Last week I was in London, where I visited Pierre Huyghe’s exhibition Uumwelt at the Serpentine Gallery. You walk in, and there are flies in the air, flies and a large screen showing images flickering past, fast. The images are generated by a neural network and are reconstructions of images humans have looked at, but that the neural network hasn’t had direct access to – they are generated based on brainwave activity in the human subjects.
The images flicker past in bursts, fast fast fast fast fast slow fast fast fast, again and again, never resting.
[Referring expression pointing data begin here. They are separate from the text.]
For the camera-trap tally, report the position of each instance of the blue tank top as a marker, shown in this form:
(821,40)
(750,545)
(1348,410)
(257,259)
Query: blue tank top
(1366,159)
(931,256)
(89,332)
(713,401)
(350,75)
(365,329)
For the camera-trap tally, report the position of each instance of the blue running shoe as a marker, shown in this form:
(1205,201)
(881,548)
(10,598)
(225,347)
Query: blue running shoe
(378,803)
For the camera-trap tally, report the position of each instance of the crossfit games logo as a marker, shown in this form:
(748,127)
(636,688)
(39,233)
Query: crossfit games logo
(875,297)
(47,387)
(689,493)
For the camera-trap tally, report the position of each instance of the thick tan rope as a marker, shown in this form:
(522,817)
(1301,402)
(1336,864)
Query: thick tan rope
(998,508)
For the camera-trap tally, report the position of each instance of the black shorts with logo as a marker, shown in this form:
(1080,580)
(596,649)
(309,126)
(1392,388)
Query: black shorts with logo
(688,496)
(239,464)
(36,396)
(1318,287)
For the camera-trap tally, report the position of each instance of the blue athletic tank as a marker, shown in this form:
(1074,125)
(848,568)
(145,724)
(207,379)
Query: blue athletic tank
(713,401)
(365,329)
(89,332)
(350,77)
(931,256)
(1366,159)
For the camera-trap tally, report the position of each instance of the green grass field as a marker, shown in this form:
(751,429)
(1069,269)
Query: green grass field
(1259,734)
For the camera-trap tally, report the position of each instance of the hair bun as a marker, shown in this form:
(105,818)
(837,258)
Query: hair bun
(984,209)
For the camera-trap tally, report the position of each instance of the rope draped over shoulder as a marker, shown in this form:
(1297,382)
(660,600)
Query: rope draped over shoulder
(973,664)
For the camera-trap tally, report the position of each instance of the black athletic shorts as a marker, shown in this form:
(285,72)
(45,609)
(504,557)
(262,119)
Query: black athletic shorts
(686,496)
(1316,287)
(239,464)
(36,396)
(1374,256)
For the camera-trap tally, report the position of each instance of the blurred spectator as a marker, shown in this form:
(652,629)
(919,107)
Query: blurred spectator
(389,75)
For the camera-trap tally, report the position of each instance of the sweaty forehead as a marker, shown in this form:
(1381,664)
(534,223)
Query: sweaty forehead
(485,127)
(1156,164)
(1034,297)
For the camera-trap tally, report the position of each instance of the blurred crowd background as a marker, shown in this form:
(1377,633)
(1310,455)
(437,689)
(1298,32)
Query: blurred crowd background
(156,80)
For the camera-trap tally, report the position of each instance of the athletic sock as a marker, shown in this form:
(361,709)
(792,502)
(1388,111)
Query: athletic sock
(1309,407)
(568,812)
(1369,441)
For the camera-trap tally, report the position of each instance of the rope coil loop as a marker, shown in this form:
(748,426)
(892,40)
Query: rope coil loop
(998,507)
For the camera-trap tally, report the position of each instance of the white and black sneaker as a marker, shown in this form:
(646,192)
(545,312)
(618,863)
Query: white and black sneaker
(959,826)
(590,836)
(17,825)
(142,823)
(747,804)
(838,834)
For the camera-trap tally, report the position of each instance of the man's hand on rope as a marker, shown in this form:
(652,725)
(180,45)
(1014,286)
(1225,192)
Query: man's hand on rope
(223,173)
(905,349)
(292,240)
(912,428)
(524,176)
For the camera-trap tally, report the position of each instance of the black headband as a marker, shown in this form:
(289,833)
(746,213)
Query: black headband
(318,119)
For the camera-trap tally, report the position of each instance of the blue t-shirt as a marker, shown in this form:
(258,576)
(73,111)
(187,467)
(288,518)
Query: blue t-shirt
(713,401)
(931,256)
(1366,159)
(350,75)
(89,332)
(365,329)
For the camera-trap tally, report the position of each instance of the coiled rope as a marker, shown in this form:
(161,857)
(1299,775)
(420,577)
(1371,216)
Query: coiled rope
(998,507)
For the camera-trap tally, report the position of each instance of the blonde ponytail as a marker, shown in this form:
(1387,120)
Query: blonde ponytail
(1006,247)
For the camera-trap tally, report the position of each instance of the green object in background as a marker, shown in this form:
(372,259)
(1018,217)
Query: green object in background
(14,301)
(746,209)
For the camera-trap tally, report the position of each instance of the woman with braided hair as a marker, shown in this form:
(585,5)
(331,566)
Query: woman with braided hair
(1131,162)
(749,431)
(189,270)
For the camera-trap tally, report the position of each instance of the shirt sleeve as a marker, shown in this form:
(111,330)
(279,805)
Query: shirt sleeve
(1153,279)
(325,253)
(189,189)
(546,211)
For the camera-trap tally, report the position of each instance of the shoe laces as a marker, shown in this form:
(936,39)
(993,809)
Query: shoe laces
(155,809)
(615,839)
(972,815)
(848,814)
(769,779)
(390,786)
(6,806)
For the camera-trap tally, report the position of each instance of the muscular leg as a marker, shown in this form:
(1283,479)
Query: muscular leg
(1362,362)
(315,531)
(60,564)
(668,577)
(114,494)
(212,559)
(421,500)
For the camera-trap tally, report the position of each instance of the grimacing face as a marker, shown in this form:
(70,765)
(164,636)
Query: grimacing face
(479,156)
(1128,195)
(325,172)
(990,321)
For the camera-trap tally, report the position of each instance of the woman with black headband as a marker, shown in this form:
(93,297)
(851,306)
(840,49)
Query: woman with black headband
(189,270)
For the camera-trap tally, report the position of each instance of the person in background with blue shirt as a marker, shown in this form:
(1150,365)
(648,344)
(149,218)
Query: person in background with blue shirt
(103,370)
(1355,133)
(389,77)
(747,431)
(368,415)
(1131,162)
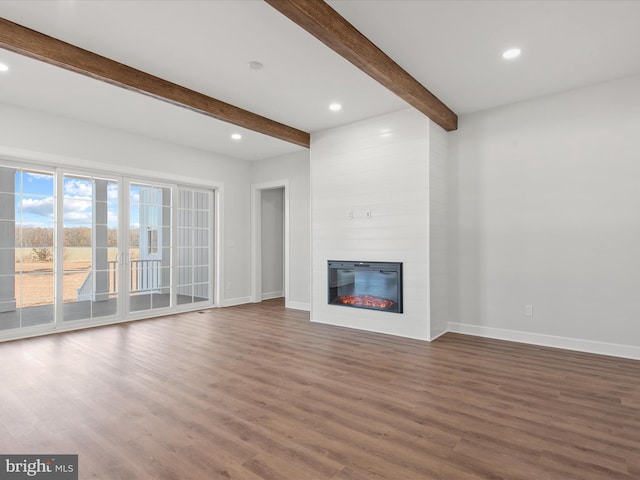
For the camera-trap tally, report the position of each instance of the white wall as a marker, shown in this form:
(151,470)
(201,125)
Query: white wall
(438,230)
(295,169)
(48,139)
(272,244)
(545,198)
(379,164)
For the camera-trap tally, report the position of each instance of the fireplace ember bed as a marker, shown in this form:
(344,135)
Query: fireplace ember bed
(369,285)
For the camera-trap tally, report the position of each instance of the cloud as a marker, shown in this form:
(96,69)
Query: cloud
(112,191)
(77,187)
(77,218)
(77,210)
(37,206)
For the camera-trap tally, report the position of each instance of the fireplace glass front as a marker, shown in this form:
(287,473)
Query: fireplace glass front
(370,285)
Jason Farago describes the rhythm as the machine’s “endless frantic attempts to render human thoughts into visual form”, and frantic describes it well, but it’s a nonhuman frantic, a mechanical frantic that doesn’t seem harried. It’s systematic, mechanical, but never resting, never quite sure of itself but trying again and again. I think (though I’m not sure) that this is an artefact of the fMRI scanning or the processing of the neural network that Huyghe has chosen to retain, rather than something Huyghe has introduced.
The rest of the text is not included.